Figure 1 illustrates the RF model. RF model builds a forest with ntree number of trees. Each tree is generated by a random subset of mtry input features/variables. Each tree is an expert with its subset features. Each tree outputs the prediction at one of its end leaves and the final prediction of the forest is the average of the prediction of each tree. Increasing the number of input features mtry that generates each tree in the forest may increase the strength of the induvial trees, but may increase the correlation between them. The prediction accuracy of the RF increases as the strength of trees increase but decreases as the correlation between them increase [22]. Therefore, a trade-off between the strength and correlation should be considered to improve the RF prediction performance.

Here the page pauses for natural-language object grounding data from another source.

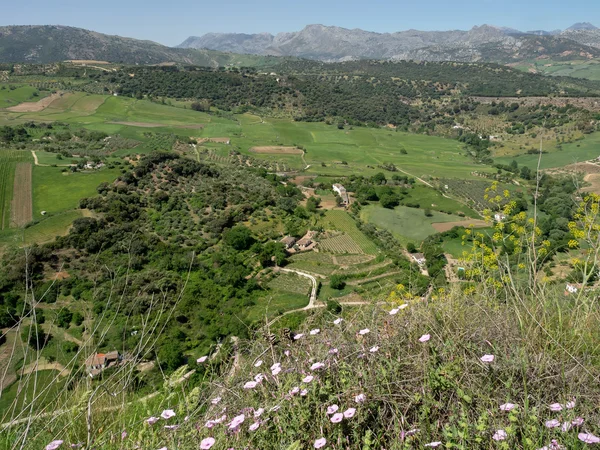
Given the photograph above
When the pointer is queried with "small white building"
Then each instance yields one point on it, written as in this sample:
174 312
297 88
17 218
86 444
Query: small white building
341 191
419 258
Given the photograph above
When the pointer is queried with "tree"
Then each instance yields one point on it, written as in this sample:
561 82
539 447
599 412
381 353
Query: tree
170 355
64 318
239 237
337 282
389 200
35 336
77 318
312 204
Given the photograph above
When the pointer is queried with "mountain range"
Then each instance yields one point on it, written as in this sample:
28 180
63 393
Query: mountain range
485 43
481 43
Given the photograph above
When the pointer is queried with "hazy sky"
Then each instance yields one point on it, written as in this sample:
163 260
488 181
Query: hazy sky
170 22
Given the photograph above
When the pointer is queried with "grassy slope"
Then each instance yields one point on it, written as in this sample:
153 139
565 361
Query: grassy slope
406 224
55 191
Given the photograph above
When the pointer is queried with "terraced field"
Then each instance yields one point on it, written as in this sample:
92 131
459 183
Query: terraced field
341 221
8 162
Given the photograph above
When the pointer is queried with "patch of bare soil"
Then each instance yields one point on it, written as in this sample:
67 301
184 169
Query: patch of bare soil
38 106
197 126
277 150
445 226
22 203
594 180
214 140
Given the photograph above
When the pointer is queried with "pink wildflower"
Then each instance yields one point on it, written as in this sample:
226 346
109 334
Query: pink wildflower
167 414
577 422
317 366
332 409
349 413
337 418
319 443
54 445
207 443
499 435
588 438
360 398
237 421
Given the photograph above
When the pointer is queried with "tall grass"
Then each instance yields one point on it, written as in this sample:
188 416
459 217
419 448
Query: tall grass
407 372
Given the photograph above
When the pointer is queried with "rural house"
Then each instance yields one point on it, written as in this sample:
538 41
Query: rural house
288 241
341 191
419 258
100 361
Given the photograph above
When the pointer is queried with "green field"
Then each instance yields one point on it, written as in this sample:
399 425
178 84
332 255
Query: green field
586 149
11 95
56 191
341 221
43 385
406 224
8 161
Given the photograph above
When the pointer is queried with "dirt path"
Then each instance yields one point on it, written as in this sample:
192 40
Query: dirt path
313 293
36 367
367 280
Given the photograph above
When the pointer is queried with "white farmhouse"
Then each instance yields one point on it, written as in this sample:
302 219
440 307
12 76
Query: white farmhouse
341 191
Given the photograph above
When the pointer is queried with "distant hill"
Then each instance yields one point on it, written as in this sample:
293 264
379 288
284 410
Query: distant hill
50 43
481 43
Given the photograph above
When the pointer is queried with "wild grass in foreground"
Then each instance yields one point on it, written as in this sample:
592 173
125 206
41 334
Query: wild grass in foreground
502 361
458 371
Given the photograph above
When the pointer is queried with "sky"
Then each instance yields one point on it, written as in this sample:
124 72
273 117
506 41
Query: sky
171 22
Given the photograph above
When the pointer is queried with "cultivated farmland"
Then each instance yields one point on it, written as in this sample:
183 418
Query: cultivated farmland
21 206
341 221
340 244
8 161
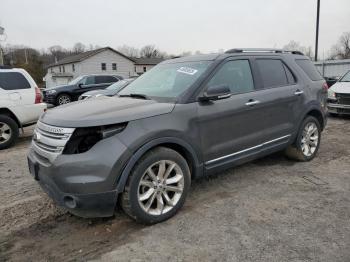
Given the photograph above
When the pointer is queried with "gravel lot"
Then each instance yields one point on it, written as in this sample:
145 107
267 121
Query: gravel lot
272 209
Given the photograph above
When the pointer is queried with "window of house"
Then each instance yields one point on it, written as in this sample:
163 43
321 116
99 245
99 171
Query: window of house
236 75
13 81
272 72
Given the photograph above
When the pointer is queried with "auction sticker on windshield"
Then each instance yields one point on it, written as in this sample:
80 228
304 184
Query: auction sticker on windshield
187 70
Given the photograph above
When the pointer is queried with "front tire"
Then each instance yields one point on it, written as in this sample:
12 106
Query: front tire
8 131
157 187
307 142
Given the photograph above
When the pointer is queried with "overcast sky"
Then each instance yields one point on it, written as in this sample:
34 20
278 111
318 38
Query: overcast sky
173 26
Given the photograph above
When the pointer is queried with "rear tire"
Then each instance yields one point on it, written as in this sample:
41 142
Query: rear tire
157 186
8 131
307 142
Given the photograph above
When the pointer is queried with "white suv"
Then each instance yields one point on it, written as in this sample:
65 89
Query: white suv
20 104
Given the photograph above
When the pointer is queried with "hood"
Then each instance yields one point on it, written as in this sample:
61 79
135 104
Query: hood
100 92
104 110
341 87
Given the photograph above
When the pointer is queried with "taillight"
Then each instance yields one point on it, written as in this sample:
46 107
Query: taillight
38 97
325 86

Furthermore, increasing the number of trees ntree in the FR models improves and stabilizes the performance of the RF to a point where no significant performance improvement can be obtained, and would only increase the computational cost [25]. In this study, the analysis of the developed RF models showed that the performance of the models is stable and no significant performance gain by increasing the number of trees ntree to be more than 2000 trees in each RF model. Moreover, the performance of the RF models was tested using a different number of input features mtry, and the optimal performance was obtained at a number of input features mtry up to 3. The results of the RF presented in this paper is the average of 10 RF developed by different seeds. The RF models were developed using R-software.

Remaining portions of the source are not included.